Une revalorisation des salaires du corps médical a aussi été décidée. Un accord a été signé, le 24 février, par le ministre de la Santé, Khalid Aït Taleb, et le ministre délégué chargé du Budget, Fouzi Lekjaâ, avec sept syndicats de la profession, en faveur d’une revalorisation salariale des médecins, pharmaciens et dentistes. Ces professions décrochent l’indice 509 sur la rémunération à compter de janvier 2023. Celle-ci équivaut à un grade de doctorat et se traduit par une augmentation de 3500 dirhams quand les salaires de ces professions débutaient entre 8000 et 9000 dirhams. Le dernier volet de cette grande réforme est la formation des médecins. Dans une note adressée aux présidents des universités publiques, datée du 17 février, le ministre de l’Enseignement supérieur, Abdellatif Miraoui, a annoncé la volonté du gouvernement de réduire d’un an la durée de formation en médecine “à partir de la rentrée prochaine”, passant de sept ans de formation à six.

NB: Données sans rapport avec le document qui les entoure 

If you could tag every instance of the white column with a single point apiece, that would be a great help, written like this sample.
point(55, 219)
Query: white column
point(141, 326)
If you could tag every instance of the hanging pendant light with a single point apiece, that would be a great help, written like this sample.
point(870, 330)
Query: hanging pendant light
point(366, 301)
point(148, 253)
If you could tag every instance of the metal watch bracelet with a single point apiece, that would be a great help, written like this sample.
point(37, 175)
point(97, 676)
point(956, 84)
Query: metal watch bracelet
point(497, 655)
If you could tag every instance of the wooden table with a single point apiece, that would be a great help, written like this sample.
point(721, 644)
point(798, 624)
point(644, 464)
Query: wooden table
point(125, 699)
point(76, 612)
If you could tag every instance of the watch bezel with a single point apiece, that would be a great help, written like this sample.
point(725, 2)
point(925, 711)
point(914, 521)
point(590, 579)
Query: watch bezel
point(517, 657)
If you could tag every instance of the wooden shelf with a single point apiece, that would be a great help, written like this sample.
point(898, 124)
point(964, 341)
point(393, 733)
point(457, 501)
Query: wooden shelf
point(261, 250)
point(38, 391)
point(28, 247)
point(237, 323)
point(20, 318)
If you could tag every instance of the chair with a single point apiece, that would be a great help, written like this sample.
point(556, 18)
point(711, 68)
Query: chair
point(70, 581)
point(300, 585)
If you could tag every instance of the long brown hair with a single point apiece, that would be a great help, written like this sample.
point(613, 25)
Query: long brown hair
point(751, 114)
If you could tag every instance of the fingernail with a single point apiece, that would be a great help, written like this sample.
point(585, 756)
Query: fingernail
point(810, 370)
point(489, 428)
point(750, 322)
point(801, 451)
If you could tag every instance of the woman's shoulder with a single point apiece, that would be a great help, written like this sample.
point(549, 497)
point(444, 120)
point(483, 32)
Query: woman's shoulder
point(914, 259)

Cette décision permettra de raccourcir et de rendre la formation du médecin plus efficace. Suffisant pour répondre au besoin quantitatif ? Le prochain défi de taille devrait être de retenir les médecins au Maroc. Selon un rapport parlementaire sur la fuite des cerveaux présenté en juin 2021, 603 médecins ont quitté le Maroc en 2018, soit 30% du nombre de diplômés des facultés de médecine et de pharmacie pour la même année. Une hémorragie qu’il est urgent de stopper.